Live album by Hillsong United
- Released: 28 February 2005
- Recorded: 9 October 2004, Encounterfest, Hillsong Convention Centre
- Genre: Contemporary worship music
- Length: 69:23
- Label: Hillsong Music Australia
- Producer: Darlene Zschech, Reuben Morgan

Hillsong United chronology
| More Than Life (2004) | Look to You (2005) | United We Stand (2006) |

= Look to You =

Look to You is the sixth live praise and worship album by Hillsong United.
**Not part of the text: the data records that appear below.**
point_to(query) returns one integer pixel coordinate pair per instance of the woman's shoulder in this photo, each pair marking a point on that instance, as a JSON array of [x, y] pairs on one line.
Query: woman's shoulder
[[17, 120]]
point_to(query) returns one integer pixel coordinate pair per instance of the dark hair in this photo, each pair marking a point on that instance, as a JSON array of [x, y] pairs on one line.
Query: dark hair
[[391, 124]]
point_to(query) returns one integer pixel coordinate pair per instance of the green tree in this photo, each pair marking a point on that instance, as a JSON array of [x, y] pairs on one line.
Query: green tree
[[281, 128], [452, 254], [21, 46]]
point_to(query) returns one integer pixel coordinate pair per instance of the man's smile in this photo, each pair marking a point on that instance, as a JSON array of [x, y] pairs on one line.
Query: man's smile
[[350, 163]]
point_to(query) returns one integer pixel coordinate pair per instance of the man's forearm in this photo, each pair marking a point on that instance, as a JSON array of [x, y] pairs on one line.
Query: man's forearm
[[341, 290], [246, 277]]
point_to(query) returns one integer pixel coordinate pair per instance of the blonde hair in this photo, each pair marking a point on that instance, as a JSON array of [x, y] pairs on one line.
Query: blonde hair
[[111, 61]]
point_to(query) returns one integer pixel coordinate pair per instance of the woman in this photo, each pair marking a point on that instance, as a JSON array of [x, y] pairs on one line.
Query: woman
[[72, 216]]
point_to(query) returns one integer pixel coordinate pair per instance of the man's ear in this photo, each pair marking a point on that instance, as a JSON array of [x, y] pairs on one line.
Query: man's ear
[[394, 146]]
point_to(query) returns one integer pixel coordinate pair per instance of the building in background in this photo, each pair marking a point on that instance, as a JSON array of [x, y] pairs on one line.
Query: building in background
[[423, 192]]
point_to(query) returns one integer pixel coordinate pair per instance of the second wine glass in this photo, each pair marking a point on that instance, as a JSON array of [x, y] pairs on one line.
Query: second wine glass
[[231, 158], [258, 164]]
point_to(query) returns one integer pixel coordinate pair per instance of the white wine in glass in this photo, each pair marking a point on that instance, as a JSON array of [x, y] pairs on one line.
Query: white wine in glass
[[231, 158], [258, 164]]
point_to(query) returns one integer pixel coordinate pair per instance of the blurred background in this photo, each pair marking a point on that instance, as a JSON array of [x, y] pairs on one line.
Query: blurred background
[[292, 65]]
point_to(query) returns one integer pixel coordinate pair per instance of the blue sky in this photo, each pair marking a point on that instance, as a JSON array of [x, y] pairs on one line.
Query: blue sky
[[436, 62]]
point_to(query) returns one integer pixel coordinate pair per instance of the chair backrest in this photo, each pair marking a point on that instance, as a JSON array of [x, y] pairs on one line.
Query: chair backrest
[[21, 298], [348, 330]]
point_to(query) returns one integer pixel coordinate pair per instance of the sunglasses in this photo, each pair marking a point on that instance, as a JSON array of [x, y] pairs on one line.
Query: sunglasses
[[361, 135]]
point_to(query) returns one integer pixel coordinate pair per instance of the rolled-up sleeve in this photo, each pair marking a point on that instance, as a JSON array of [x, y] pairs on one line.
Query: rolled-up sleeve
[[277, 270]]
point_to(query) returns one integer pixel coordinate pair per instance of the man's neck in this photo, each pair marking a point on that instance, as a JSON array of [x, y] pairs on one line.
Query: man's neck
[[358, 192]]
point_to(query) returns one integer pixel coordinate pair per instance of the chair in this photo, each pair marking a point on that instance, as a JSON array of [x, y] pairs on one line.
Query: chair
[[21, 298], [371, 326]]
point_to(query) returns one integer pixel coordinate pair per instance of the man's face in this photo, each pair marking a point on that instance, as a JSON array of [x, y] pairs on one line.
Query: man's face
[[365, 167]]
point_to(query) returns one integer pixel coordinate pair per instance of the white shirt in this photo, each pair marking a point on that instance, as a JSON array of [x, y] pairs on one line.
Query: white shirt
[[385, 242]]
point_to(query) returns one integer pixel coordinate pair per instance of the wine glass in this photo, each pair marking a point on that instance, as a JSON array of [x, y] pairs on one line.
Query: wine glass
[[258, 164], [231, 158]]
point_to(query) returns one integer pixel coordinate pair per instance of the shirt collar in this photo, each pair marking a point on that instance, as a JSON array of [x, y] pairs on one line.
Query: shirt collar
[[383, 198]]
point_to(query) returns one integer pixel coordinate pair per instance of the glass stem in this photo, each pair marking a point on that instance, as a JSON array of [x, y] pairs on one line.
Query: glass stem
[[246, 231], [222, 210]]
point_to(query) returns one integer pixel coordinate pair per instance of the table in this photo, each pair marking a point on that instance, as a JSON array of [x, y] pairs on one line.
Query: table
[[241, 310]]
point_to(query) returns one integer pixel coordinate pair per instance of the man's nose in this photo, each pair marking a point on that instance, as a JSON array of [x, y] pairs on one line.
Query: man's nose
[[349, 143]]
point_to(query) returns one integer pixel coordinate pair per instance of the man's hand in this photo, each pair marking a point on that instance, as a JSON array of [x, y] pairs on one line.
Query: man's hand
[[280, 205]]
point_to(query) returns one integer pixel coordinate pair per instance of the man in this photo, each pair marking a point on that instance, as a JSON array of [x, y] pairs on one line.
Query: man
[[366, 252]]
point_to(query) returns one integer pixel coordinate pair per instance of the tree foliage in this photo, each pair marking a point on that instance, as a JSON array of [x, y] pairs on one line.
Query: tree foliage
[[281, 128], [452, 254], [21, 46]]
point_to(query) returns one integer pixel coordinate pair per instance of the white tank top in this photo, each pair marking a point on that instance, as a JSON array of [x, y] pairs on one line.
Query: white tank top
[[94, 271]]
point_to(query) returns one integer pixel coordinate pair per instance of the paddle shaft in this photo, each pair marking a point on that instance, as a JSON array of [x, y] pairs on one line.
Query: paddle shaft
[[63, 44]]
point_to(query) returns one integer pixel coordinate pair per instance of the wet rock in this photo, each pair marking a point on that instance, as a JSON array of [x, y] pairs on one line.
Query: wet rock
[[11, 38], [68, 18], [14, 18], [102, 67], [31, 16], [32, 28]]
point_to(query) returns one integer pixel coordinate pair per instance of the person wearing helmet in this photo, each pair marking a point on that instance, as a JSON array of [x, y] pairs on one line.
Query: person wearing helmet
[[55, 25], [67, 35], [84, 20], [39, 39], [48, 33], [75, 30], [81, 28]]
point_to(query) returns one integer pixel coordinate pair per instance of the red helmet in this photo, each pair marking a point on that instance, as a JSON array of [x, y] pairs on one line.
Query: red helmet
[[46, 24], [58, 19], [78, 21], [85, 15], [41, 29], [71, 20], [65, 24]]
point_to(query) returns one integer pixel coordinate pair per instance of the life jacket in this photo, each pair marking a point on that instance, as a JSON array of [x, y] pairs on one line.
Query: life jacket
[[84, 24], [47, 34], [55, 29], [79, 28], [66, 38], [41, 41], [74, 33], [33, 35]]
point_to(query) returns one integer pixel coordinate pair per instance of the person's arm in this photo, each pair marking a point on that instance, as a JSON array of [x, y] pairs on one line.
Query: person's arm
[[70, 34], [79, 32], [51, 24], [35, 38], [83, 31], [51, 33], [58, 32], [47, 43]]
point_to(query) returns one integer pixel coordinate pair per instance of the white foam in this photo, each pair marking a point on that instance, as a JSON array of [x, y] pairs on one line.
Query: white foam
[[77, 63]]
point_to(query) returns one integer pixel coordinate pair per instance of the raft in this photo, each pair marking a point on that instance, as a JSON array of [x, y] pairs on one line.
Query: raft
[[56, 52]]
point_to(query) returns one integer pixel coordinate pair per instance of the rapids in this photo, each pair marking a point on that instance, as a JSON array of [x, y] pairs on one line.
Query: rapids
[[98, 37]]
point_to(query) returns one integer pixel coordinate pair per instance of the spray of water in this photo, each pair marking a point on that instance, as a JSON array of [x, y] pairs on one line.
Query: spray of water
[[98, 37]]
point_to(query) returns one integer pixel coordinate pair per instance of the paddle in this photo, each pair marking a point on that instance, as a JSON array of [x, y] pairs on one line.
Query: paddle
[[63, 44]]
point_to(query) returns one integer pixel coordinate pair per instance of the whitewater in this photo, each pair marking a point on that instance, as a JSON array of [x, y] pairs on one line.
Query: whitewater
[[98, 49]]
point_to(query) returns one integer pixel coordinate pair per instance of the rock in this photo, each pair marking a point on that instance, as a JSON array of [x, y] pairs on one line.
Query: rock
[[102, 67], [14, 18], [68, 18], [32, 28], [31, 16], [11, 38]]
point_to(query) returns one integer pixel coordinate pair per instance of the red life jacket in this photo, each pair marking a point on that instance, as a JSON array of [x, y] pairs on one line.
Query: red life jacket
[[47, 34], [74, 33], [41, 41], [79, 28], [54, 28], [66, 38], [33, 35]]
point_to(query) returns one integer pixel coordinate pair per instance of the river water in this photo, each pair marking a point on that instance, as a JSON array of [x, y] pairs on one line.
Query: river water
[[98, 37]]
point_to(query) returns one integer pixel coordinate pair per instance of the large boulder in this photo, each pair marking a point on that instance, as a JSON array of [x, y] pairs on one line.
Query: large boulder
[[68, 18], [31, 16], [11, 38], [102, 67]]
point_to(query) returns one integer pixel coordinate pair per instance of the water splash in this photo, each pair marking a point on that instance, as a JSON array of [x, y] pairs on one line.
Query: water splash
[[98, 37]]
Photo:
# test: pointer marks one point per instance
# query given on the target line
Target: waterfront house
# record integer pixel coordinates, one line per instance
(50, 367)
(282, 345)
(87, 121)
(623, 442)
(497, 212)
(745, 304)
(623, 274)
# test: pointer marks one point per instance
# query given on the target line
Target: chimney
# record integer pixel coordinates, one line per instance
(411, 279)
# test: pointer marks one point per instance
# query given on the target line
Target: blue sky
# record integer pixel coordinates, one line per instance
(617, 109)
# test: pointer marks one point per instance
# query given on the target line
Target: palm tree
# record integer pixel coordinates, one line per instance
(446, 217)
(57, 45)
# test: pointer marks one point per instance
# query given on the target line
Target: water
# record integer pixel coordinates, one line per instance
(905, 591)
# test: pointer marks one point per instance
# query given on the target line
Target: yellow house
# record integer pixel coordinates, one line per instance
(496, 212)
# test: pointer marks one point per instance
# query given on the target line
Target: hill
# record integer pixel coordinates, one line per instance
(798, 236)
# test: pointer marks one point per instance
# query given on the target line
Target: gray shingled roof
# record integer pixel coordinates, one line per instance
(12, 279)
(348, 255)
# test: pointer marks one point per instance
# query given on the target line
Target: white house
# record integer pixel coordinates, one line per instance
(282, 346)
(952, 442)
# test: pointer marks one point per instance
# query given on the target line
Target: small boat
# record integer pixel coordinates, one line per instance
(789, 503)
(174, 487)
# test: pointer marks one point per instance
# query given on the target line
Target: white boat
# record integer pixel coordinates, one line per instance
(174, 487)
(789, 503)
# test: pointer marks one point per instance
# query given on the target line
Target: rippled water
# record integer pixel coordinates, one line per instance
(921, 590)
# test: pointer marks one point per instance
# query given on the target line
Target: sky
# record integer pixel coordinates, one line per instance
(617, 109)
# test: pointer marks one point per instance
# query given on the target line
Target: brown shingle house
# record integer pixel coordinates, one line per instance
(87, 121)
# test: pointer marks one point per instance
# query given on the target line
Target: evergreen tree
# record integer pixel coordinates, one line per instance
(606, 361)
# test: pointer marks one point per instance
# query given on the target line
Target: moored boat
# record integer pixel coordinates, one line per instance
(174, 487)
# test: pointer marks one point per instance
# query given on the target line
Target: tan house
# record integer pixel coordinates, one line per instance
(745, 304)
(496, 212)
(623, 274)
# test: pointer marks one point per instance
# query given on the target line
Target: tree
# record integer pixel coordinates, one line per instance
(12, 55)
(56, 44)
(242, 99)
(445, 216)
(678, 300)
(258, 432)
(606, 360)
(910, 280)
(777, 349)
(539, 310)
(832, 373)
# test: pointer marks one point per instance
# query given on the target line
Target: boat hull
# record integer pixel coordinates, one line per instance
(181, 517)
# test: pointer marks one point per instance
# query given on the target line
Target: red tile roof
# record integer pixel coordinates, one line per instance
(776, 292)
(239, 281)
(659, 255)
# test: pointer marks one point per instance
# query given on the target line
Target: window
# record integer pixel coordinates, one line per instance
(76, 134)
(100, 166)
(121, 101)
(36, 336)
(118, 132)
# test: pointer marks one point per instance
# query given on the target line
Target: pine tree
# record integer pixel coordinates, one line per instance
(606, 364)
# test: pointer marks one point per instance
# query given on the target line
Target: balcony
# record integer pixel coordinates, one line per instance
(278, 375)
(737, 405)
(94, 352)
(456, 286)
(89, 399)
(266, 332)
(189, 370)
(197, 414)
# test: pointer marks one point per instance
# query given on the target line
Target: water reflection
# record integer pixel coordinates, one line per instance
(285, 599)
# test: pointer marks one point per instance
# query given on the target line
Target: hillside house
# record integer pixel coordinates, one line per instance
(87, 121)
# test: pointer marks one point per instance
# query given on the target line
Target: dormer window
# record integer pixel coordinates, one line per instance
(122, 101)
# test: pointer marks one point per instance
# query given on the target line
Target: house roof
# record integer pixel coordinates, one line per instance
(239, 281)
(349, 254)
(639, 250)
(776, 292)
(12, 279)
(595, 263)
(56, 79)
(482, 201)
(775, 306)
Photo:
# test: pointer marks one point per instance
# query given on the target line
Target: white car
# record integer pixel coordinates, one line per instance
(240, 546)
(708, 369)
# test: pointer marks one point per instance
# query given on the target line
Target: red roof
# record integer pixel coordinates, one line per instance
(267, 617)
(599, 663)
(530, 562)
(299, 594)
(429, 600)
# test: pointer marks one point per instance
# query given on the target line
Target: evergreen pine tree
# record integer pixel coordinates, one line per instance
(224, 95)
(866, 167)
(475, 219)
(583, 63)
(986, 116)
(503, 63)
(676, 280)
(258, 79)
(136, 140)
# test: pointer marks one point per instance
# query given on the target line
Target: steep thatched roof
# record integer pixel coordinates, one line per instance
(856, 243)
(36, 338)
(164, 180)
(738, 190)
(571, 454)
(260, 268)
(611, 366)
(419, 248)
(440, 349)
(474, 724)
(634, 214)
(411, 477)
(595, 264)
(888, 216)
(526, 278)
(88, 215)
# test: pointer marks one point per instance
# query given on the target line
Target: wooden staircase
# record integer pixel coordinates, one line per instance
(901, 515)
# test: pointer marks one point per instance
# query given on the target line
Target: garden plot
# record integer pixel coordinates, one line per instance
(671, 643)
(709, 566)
The CD comes with a free DVD which includes documentary footage, interviews and 'behind the scenes'. The album reached No. 30 on the ARIA Albums Chart.

== Track listing==

Standard edition
| No. | Title | Writer(s) | Worship leader | Length |
|---|---|---|---|---|
| 1. | "Salvation Is Here" | Joel Houston | Joel Houston | 04:43 |
| 2. | "Tell The World" | Jonathon Douglass, Houston, Marty Sampson | Marty Sampson, Jonathon Douglass | 04:05 |
| 3. | "Look To You" | Sampson | Marty Sampson | 05:22 |
| 4. | "All I Need Is You" | Sampson | Marty Sampson | 06:27 |
| 5. | "All For Love" | Mia Fieldes | Holly Dawson, Jad Gillies | 05:57 |
| 6. | "Shout Unto God" | Houston, Sampson | Joel Houston, Marty Sampson | 03:17 |
| 7. | "There Is Nothing Like" | Sampson, Jonas Myrin | Tulele Faletolu | 07:31 |
| 8. | "What The World Will Never Take" | Matt Crocker, Scott Ligertwood, Sampson | Marty Sampson | 03:06 |
| 9. | "Only One" | Joel Davies | Jonathon Douglass | 03:48 |
| 10. | "Deeper" | Sampson | Marty Sampson | 06:31 |
| 11. | "'Til I See You" | Jad Gillies, Houston | Joel Houston | 06:09 |
| 12. | "Rest In You" | Fieldes | Holly Dawson | 07:17 |
| 13. | "Awesome God" | Rich Mullins | Joel Houston | 05:19 |
| Total length: |  |  |  | 69:19 |

DVD
| No. | Title | Length |
|---|---|---|
| 1. | "Look To You" | 05:22 |
| 2. | "Salvation Is Here" | 04:43 |
| 3. | "Tell The World" | 04:05 |
| 4. | "All I Need Is You" | 06:27 |
| 5. | "All For Love / Shout Unto God" | 09:14 |
| 6. | "There Is Nothing Like" | 07:31 |
| 7. | "What The World Will Never Take" | 03:06 |
| 8. | "Awesome God" | 05:19 |

== Personnel ==

- Senior pastors
- Brian and Bobbie Houston

- Youth Pastors
- Phil and Lucinda Dooley

- Producers
- Darlene Zschech

- Assistant producers
- Reuben Morgan

- Lead vocals
- Jonathan Douglass
- Holly Dawson
- Tulele Faletolu
- Michelle Fragar

- Backing vocals
- Kirsty Thorntrwaite
- Anneka Kelly
- Sam Knock
- Jay Hoors
- Kylie Fisher
- Mia Fieldes

- Worship leaders/acoustic guitars
- Joel Houston
- Marty Sampson

- Songwriters
- Joel Houston
- Marty Sampson
- Jonathan Douglass
- Mia Fieldes
- Jad Gillies
- Scott Ligertwood
- Matt Crocker
- Rich Mullins

- Cover art
- Outside the City and Buildings, Helicopters
- Cover depicts Joel Houston, Peter James, Marty Sampson, Holly Dawson, Jad Gillies and Matt Tenikoff in the main image

- Musicians

- Electric Guitars
- Marcus Beaumont
- Nathan Taylor
- Jad Gillies
- Marty Sampson

- Keyboards
- Kevin Lee
- Peter James

- Bass
- Matt Tenikoff

- Drums
- Luke Munns
- Rolf Wam Fjell

- Record scratcher
- Duncan Beaumont

- Drum technician
- Sam O' Donell

- Guitar technicians
- Reece Turbin
- Rob Tartos

- Vocal director
- Dee Uluirewa

- Choir
- Hillsong Church Youth Choir

== Bonus DVD ==

The live DVD contains hidden tracks:

1. Japanese conference attendees singing one complete song "One Way". To access, press menu when "What the World Will Never Take" is playing and select the new option in yellow on the screen.
2. A remixed version of "Look to You" created by Hamish McDonald (of Paradyme Studios Australia) accompanied by random visualizations. To access press menu when "What the World Will Never Take" is playing, go to "Song Selection", press enter, highlight "Main Menu", press down then enter.